El conjunto de estos factores, su permanencia en el tiempo y la creciente estabilidad económica,  mejoraron las expectativas y con ellas la inversión y la adopción tecnológica. Y por supuesto que la inversión se concentró en la fase de mayor y más rápido retorno económico, la invernada, adoptando, recién ahora, la tecnología que estaba disponible desde hacía mucho tiempo.

¿Esto quiere decir que la tecnología disponible es “para la invernada” pero no “para la cría”? Rotundamente no. Hay tecnología para la cría lo mismo que para la invernada. Desde los trabajos pioneros de Jaime Rovira en la Facultad de Agronomía sobre manejo del rodeo de cría, pasando por la afirmación perogrullesca de que las mejoras forrajeras también pueden destinarse a las vacas en vez de a los novillos, y por las tecnologías especificas para la cría, la inseminación artificial, el trasplante de embriones, la ecografía etcétera, todo apunta a que si la cría no supera sus coeficientes productivos tradicionales, no es por carencias en la disponibilidad de tecnología. Además, muchos de estos avances no requieren de lentas adaptaciones locales, un termo de semen o un ecógrafo funcionan igual en cualquier país del mundo. Y hay libre importación de semen.

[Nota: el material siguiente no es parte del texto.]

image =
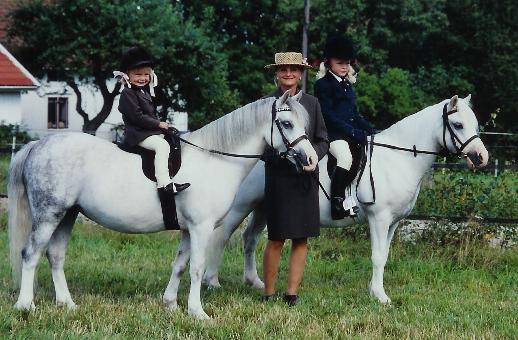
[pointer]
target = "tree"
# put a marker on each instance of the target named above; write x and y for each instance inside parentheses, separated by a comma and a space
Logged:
(80, 41)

Cuando la creciente demanda local y regional por terneros elevó el precio de los mismos, llegando en este año a relaciones reposición/gordo de 1.2, inéditas en este país (ojo: con buenos precios en términos absolutos para el gordo), aceleradamente se comenzó a invertir en la cría. El ejemplo más notorio es de que en esta zafra, aún con un escenario macroeconómico menos favorable, los toros se están vendiendo un 20 a 30% por encima del precio del año pasado.

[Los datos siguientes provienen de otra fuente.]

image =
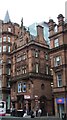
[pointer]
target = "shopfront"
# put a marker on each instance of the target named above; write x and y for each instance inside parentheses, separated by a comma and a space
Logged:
(60, 106)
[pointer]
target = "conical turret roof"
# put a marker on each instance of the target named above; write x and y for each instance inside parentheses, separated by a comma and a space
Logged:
(7, 18)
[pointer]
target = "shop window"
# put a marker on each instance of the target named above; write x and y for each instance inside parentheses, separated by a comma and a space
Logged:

Si estas relaciones se mantienen, y el resultado económico de la cría se afirma, en pocos años seguramente aumentará el porcentaje de procreo y el entore a los dos años, así como en los últimos años bajó la edad de faena de los novillos y aumentó el porcentaje de extracción del rodeo. Porque la adopción o no de tecnología depende del contexto económico. Intentar que sea al revés, es un voluntarismo de resultados generalmente nefastos, quizá no para el técnico, pero sí para el empresario.